Out of wedlock he had an illegitimate son:
- Juan Enríquez, Bishop of Lugo, who his father, before going to Seville, had left as captain general of the fleet as it was a "tried and true knight."
Legend of the Christ of the ClearEdit
In the chapel of the Holy Christ of the Church of Santa Clara de Palencia a reclining Christ is venerated introduced in a glass case. It is said that on one of Alfonso's ships, sailing in the war against the Moors in the years 1407 to 1410, a lookout spotted something strangely glowing. Approaching to address they found that it was a glass case that housed the image of Christ laying down. Alfonso surprised by the finding in such a place, decided to move it to Palenzuela.
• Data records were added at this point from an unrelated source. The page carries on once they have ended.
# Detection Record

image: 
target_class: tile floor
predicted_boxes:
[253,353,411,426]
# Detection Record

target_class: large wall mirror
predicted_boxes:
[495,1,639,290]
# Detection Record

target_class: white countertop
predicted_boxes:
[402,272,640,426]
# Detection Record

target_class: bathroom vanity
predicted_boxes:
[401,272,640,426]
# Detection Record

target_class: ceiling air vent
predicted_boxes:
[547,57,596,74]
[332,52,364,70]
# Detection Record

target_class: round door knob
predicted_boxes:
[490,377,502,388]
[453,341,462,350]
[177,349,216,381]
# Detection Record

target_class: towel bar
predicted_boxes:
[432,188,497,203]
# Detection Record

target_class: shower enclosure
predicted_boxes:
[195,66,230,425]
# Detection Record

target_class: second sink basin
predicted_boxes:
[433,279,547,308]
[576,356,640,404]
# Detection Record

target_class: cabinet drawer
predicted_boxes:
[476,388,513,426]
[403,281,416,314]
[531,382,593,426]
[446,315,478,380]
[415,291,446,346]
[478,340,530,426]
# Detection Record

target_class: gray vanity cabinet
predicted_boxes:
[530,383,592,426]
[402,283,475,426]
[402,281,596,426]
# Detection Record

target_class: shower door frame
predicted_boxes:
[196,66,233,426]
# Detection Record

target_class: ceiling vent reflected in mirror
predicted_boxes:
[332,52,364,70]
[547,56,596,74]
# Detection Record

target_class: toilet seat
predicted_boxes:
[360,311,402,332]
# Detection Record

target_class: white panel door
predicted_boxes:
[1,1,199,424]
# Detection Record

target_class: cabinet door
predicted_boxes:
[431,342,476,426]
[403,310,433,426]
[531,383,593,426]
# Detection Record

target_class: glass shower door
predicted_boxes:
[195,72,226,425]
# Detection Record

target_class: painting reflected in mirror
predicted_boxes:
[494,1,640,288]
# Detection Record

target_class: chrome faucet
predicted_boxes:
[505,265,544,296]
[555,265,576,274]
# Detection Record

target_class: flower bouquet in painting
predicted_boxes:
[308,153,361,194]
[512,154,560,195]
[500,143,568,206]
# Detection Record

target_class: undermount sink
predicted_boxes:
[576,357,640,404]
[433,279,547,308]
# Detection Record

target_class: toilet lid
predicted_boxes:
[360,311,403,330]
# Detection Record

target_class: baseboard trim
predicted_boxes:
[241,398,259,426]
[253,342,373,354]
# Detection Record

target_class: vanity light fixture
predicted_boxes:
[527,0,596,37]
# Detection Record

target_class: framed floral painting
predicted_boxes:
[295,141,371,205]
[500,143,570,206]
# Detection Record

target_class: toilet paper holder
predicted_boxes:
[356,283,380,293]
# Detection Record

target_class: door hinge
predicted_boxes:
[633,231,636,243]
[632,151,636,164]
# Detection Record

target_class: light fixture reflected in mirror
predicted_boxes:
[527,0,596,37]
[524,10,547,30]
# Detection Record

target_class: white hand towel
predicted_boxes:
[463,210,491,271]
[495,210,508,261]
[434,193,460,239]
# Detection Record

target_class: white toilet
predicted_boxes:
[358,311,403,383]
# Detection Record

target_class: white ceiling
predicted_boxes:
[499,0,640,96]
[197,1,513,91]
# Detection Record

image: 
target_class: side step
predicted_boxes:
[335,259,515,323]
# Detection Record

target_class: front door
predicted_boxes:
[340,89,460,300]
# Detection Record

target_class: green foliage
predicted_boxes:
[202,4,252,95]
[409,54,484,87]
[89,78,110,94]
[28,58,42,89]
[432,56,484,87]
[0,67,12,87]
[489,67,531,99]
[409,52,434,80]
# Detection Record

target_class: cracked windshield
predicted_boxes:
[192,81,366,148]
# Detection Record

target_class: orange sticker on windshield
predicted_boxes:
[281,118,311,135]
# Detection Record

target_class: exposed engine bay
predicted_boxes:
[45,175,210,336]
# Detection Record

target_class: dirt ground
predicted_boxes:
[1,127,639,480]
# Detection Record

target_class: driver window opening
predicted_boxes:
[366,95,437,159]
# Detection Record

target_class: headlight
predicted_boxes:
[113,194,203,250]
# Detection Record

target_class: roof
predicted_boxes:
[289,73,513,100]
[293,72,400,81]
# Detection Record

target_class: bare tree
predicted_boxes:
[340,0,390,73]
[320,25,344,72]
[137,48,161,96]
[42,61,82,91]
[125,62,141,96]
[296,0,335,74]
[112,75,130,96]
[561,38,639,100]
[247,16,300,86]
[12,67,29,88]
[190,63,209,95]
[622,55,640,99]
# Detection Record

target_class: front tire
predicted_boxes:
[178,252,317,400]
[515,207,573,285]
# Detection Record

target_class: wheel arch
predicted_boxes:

Being transported on the back of an animal, escorted by soldiers and knights to reach this Reinoso de Cerrato, the animal stubbornly decided to stop in front of the castle where Poor Clares nuns had resided. When they let the animal loose, it headed towards the monastery of Poor Clares. Seen as a divine decision, they left the picture there for veneration, now known as the Cristo de las Claras.